The question my business studies friends would ask about a free online course is "what is the business model to pay for it?" and the answer, as my economics chums would predict, is "deliver it with zero marginal cost". So the assessments and final examination are multiple choice and the essay elements will be peer assessed. However, the course, even on only its second day, has been useful, allowing me to identify through the course's discussion fora some developers of serious gaming in business that I wasn't aware of. So it might well be that it is the social network/crowdsourcing aspects of these courses that give them value rather than the content of the materials themselves.

Sunday, 15 July 2012

Empire of Dirt

With a little bit of faffing around to get the ports on the virtual server, now have a standalone nine region sim working: a 750 m square. The aim is to put the main exercises into the central region then use the surrounding regions as landscaping: should look more realistic than an island with hard borders or a sharply shelving beach. Not sure whether there are any server load implications between having all the scripts running on one of the nine regions or whether it is better to spread the load across them.

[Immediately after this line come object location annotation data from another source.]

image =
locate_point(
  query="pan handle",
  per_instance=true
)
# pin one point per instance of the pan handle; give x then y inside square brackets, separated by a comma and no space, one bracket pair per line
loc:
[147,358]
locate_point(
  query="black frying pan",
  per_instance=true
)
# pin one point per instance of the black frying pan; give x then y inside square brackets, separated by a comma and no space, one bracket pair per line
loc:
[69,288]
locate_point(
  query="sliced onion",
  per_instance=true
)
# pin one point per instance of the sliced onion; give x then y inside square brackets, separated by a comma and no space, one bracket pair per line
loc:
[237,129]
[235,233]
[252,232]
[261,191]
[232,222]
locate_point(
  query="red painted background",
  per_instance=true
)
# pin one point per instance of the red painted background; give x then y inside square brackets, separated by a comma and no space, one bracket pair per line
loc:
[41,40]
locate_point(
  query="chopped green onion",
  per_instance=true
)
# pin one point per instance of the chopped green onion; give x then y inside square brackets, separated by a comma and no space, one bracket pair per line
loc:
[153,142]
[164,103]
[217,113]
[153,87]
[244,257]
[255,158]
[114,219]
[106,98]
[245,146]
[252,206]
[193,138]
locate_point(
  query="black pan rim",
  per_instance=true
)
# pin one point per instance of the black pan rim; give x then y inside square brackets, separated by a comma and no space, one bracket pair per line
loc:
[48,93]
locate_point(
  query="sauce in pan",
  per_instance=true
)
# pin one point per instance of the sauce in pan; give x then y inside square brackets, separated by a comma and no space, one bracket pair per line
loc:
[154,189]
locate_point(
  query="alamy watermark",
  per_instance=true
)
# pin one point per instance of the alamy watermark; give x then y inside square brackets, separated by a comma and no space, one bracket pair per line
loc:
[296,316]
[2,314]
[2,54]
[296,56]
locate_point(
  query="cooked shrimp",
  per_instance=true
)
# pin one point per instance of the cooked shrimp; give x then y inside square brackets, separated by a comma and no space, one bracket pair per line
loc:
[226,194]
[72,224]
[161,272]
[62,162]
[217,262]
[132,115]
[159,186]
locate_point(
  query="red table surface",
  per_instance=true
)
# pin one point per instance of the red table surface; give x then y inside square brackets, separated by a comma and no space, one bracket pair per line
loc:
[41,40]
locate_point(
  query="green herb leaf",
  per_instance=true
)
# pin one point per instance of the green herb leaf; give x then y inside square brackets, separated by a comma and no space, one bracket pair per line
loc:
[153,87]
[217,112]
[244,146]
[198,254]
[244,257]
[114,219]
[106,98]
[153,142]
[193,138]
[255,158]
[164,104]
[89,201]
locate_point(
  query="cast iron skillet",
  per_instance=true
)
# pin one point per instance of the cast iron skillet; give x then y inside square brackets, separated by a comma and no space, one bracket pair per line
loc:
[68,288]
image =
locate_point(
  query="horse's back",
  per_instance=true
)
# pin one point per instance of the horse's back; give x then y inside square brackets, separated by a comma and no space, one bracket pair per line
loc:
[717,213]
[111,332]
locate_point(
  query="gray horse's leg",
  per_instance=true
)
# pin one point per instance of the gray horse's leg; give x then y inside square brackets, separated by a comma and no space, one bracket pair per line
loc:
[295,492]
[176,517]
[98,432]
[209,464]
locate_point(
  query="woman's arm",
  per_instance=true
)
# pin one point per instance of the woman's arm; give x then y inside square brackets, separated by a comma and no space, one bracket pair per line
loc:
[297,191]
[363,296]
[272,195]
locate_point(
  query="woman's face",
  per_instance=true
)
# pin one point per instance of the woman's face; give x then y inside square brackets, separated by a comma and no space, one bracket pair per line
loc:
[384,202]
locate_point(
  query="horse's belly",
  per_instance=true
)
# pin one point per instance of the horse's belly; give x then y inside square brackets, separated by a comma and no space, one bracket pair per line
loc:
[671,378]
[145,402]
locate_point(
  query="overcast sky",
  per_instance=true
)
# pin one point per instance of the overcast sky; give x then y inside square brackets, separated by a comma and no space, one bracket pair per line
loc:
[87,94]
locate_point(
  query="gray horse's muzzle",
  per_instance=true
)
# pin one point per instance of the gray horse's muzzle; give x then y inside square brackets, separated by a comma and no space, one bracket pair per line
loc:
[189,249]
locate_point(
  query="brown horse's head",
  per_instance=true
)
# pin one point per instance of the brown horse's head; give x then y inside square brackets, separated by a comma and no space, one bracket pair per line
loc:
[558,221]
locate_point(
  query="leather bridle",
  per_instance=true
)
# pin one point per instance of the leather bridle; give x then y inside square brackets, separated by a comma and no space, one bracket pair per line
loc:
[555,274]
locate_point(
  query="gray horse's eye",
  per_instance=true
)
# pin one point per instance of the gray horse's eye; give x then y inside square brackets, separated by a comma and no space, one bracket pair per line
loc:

Now all I need is a "look". Most university virtual worlds have this sunny look... a sort of mashup of their sun drenched prospectuses and the Truman Show. I think we should aim for something more along the lines of "post-industrial apocalyptic": dark, threatening and noisy. At least it will prepare the students for the World after graduation.

Saturday, 23 June 2012

Opensim on VM: Finally working....

Finally have managed to get Opensim working on the uni's virtual machine after spending a week annoying IS support. It was hanging up on the region handshake when I tried yo connect using impudence. Could not find anything on opensim discussion boards about this problem on virtual machines; just stuff about the error being caused by port forwarding in routers. The virtual cluster is pretty much a black-box to me, so was worried this might make it impossible to run Opensim on VM. In the end it just needed the UDP ports opened. Now all I have to do is think of what we can use Opensim for. At the moment I am planning to shift large teaching simulations off Second Life onto Opensim, as they are used by local users, and then use the Second Life region as an open demonstrator of simple simulation exercises, using Facebook to track/authenticate users... so that should keep me busy for the rest of June.

Wednesday, 6 June 2012

Virtually Useless

Finally getting round to moving the Second Life exercises to Opensim. Have played around a bit with Opensim on standalone machines, so expected it to be straightforward to set it up on a virtual cloud server at 129.215.10.17 Well, it runs... but couldn't connect to it with Imprudence. Tried connecting to 9000 port: niente!

Re connecting to Opensim, what does the message it returns when running mean?

"Ooops!

The page you requested has been obsconded with by knomes. Find hippos quick!
If you are trying to log-in, your link parameters should have: "-loginpage http:///?method=login -loginuri http:///" in your link"


Open source weirdness....

Wednesday, 11 April 2012

Nuisance Neighbours


We have been using the simulation for an honours class. The sim works fine but hard to get busy undergrads to engage as much as we would like. And for the last few days the Edinburgh Uni region has been over-run with s cripts generating swarms of prims that drift all over. The developer is geraldine.udein, who ever he, she or it is, but the udein sounds suspiciously local.... an idiot anyway.